Por riesgos como este, son cada vez más las voces autorizadas que están expresando sus dudas sobre un desarrollo tecnológico que, pese a sus múltiples e indudables beneficios, plantea también una seria amenaza para la verdad tal y como la hemos conocido.
De hecho, casi 4.000 personalidades del mundo de la ciencia y las humanidades, incluido Elon Musk, han pedido en una carta abierta pausar cautelarmente el desarrollo del mercado de servicios de IA, ante la perspectiva de que las tecnologías de superinteligencia puedan incluso escapar al control de sus creadores.
Porque herramientas como ChatGPT son los heraldos de una nueva transformación social con un impacto político y económico sin precedentes. Y antes de que las empresas se entreguen ciegamente a la carrera de la inteligencia artificial, es necesario que los poderes públicos y la sociedad en su conjunto aborden una honda reflexión sobre las implicaciones de estos potentes ingenios.

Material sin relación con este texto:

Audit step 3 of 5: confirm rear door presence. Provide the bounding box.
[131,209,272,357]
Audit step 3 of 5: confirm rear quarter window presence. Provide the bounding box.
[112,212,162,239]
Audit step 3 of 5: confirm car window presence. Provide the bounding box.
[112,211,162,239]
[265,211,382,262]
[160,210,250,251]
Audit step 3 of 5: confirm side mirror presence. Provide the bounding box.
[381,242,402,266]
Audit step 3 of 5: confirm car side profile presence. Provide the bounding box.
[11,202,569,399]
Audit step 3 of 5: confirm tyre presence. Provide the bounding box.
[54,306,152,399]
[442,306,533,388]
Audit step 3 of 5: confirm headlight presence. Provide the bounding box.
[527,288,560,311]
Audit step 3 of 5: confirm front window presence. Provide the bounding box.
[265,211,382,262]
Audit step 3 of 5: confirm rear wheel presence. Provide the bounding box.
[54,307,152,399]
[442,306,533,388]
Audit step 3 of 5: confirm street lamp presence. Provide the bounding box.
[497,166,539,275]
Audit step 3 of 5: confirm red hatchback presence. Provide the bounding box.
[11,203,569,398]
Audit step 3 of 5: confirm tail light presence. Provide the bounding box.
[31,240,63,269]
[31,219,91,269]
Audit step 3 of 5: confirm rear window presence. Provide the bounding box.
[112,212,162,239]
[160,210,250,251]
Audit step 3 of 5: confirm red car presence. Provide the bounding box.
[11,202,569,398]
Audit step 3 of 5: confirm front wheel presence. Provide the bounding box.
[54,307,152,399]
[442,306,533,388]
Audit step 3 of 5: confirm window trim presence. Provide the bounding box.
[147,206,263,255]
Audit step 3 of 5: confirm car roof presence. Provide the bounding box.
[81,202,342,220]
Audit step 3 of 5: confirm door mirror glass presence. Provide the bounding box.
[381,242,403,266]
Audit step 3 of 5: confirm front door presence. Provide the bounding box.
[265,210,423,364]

Las nuevas tecnologías traen aparejadas toda una serie de problemas asociados a los sesgos de los algoritmos, los peligros para la privacidad de los usuarios o la vulnerabilidad frente a los ciberataques, por citar algunos de ellos.
Por eso, y en la línea de la normativa que la Unión Europea lleva impulsando desde 2018 con la intención de regular ChatGPT y el resto de inteligencias artificiales, los gobiernos deben dotarse de un nuevo marco jurídico para la era digital a partir de una estrategia común. Además, sería deseable que el Congreso de los Diputados albergase próximamente un debate sobre la inteligencia artificial.
Las consecuencias impredecibles de estas nuevas tecnologías (como su impacto en el mercado laboral o en la educación) exigen diseñar protocolos de seguridad y controles de transparencia análogos a los que se están empezando a aplicar a las Big Tech.
Ciertamente, los riesgos que trae la IA no son enteramente nuevos. Artificios como los llamados deep fakes, o fenómenos como las campañas de desinformación mediante las fake news en las redes sociales, ya han venido planteando una notable perturbación del proceso político en las democracias.
Sin embargo, avances como ChatGPT pueden llevar un paso más allá la crisis de confianza en las instituciones y en las autoridades epistémicas que atenaza al mundo occidental.
Porque hoy día una imagen vale más que mil palabras, sobre todo si la imagen es falsa. Y corremos el riesgo de arribar a un escenario donde los bulos y las imágenes falsas acaben provocando que ya nadie crea en nada, con las nefastas (y reales) consecuencias que esto implica para nuestros sistemas políticos.
Estábamos ya inmersos en la época de la llamada posverdad, en la que la verdad parecía importarle cada vez a menos gente. Ahora, la nueva generación de inteligencia artificial la va a devaluar aún más, dado que a estos sistemas, cuyo cometido es imitar, les trae sin cuidado que qué sea verdad y qué no. Pero, precisamente por eso, es ahora cuando se revaloriza el criterio humano para distinguir realidad de ficción.
En el nuevo reino de lo verosímil frente a lo verdadero, puede resultar imposible saber si algo ha ocurrido. De ahí que definir la gobernanza para la era digital sea una necesidad impostergable.